Freetown, 16 November 2015: The turning of the earth for the construction of a school to train maternal and child health aides in rural Freetown was done by Dr Abu Bakarr Fofanah, Minister of Health and Sanitation, and Geoff Wiffin, UNICEF Representative, on Saturday, 14 November 2015.
The ground-breaking event marked the start of critical work to strengthen the health system in Sierra Leone which has been devastated by the Ebola epidemic.
Dr Abu Bakarr Fofanah encouraged the MCH Aide students to make the best use of the facility when completed in order to revamp the health sector and reduce maternal and child mortality.
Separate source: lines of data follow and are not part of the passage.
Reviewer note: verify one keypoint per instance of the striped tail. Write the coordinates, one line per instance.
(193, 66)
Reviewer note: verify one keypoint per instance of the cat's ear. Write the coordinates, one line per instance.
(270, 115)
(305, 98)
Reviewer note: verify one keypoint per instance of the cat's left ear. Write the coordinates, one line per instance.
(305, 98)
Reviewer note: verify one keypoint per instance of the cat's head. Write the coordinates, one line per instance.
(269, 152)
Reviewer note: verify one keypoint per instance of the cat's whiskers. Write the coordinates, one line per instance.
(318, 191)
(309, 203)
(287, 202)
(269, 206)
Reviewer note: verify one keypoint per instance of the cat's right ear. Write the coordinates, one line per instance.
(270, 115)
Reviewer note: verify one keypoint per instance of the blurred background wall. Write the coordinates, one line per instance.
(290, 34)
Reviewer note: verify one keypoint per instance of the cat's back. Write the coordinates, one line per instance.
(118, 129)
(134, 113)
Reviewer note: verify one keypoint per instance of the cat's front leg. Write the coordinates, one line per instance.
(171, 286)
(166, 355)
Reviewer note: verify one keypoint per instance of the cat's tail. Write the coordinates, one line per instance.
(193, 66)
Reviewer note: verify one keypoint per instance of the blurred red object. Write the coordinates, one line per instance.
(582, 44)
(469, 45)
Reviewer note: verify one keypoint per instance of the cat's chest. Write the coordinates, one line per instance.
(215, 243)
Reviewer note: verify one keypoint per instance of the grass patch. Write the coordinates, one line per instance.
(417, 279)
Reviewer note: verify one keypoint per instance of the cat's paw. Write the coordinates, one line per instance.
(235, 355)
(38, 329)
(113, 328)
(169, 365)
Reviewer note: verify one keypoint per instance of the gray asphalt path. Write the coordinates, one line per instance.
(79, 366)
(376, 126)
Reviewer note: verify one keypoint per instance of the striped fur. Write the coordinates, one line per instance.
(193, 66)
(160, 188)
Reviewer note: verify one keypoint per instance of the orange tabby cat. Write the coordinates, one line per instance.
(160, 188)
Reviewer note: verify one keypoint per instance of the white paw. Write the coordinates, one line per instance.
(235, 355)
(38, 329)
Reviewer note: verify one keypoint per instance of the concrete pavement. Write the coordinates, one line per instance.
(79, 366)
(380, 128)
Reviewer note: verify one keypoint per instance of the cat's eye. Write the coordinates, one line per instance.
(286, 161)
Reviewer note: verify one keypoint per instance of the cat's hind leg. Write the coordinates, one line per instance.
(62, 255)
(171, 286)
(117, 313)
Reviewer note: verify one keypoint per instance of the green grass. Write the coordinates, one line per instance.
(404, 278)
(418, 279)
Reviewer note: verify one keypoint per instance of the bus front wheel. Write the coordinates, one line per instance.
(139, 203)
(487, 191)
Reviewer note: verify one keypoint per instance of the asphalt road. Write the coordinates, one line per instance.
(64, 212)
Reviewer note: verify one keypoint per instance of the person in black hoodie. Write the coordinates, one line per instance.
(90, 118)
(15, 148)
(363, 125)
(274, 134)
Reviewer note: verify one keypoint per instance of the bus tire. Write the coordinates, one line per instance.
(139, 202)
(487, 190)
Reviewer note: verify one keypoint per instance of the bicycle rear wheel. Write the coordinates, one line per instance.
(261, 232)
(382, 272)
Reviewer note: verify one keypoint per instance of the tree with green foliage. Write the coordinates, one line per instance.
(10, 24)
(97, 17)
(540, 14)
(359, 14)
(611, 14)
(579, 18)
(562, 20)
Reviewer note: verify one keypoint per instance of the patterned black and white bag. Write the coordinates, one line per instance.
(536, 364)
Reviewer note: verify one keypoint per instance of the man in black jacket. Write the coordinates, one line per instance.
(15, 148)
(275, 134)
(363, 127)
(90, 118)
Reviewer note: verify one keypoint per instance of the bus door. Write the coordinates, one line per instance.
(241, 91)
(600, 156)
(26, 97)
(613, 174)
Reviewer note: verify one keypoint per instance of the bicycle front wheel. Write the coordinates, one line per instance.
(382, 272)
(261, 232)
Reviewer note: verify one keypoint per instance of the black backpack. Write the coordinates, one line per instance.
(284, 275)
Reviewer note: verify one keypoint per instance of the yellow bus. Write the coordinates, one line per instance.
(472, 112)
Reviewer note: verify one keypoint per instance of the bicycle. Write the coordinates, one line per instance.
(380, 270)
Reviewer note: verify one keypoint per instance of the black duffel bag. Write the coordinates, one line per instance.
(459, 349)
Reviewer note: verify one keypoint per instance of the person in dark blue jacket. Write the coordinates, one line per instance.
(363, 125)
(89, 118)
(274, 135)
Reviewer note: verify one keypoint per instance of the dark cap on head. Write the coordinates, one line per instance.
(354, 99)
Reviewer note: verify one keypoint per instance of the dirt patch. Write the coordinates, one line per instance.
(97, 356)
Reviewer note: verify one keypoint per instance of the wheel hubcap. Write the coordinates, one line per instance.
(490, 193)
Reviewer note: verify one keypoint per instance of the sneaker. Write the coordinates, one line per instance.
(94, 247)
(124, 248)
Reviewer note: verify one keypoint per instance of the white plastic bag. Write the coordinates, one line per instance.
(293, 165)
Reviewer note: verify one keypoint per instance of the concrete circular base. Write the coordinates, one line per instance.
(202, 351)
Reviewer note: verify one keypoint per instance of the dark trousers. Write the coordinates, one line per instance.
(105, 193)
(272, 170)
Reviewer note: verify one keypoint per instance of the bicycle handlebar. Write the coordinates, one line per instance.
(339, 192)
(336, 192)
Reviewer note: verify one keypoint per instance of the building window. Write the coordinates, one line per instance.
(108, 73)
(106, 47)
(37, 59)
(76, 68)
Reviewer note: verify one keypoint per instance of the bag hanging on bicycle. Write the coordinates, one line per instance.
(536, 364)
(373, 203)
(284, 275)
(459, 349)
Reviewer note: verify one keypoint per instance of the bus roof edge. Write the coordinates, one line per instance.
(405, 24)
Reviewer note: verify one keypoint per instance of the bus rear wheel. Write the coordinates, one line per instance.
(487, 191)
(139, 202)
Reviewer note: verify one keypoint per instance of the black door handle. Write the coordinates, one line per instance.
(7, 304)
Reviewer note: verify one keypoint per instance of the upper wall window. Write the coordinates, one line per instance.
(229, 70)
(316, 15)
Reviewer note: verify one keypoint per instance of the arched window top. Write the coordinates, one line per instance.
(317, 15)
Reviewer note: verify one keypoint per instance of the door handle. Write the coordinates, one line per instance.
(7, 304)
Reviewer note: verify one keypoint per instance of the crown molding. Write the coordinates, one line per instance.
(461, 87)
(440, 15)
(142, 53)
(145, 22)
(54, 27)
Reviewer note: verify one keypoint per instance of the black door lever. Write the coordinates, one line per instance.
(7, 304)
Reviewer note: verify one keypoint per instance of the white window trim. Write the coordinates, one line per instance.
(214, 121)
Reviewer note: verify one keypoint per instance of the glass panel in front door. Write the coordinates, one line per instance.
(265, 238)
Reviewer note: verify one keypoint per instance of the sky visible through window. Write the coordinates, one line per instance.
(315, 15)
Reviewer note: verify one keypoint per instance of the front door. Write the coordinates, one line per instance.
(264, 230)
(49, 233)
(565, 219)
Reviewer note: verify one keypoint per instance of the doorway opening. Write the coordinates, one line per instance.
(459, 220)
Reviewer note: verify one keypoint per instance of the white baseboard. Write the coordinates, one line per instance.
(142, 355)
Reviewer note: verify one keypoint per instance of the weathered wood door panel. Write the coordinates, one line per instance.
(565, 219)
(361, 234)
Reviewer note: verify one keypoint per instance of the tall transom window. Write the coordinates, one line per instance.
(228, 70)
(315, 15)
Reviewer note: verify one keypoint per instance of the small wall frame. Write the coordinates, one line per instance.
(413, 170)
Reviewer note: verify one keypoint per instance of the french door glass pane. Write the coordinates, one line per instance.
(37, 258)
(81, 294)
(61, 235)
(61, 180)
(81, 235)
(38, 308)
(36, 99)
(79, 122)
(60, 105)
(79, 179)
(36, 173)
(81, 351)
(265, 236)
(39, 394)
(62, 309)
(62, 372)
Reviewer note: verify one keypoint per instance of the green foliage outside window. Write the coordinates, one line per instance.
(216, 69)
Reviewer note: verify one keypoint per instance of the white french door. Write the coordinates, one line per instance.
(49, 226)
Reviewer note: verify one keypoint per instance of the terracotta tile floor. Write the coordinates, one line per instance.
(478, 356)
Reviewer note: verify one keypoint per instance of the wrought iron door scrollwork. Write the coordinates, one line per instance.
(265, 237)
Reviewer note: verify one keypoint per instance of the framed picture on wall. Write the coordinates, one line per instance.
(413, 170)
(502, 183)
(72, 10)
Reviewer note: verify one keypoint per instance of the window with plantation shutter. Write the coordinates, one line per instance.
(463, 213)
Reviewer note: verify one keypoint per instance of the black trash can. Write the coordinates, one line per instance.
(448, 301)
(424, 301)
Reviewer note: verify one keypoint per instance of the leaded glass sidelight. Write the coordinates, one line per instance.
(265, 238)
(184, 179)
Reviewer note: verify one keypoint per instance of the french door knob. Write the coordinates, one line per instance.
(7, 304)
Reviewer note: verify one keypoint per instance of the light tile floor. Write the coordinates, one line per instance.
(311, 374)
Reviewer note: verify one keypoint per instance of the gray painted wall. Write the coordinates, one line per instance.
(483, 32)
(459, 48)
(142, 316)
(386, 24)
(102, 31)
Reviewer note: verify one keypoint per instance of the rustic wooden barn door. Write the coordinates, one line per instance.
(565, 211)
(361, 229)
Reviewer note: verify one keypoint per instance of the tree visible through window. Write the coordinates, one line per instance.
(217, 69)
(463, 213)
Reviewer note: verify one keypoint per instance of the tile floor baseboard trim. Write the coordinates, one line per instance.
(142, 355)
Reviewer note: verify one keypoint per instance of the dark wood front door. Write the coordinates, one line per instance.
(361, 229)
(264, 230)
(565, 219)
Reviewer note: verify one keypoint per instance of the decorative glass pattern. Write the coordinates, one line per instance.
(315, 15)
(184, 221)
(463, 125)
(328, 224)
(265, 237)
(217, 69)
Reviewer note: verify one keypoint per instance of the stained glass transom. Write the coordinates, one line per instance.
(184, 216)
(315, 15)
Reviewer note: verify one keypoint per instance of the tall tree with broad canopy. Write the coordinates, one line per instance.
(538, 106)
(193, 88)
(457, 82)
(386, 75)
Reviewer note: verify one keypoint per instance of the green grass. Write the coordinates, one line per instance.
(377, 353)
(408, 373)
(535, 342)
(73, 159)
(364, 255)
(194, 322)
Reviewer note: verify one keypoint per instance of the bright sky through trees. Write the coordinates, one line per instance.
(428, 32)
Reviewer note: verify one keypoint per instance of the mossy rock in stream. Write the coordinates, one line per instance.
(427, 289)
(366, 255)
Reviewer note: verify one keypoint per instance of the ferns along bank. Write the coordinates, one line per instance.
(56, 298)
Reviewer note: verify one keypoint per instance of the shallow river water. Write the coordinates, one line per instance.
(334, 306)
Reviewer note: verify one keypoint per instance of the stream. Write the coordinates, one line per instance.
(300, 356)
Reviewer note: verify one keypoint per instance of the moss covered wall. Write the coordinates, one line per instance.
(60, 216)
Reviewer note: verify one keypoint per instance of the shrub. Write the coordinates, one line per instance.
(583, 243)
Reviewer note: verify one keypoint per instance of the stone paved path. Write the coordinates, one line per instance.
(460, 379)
UNICEF’s goal in partnership with the Ministry of Health and Sanitation is to increase the availability and quality of human resources that can deliver quality health services (skilled birth attendance, emergency obstetric care and early new-born care services) to women and newborns in Sierra Leone.
“MCH Aides are the first point of health care contact for pregnant women, lactating mothers and babies in remote and hard-to-reach communities and thus play a critical role in fighting maternal and child mortality in the country,” said Geoff Wiffin, UNICEF Representative in Sierra Leone.
Construction of the school is expected to take six months after which 50 MCH Aides will start their training in this new facility. In addition to construction, UNICEF’s support includes the provision of furniture, training equipment, water and sanitation facilities and electricity.
The MCH Aides training school in Waterloo, Western Area Rural District is funded by the Swedish National Committee for UNICEF. Construction work for another MCH Aide school in Pujehun District, southern Sierra Leone, will commence in the next two weeks with funds from the Canadian Department of Foreign Affairs and Trade.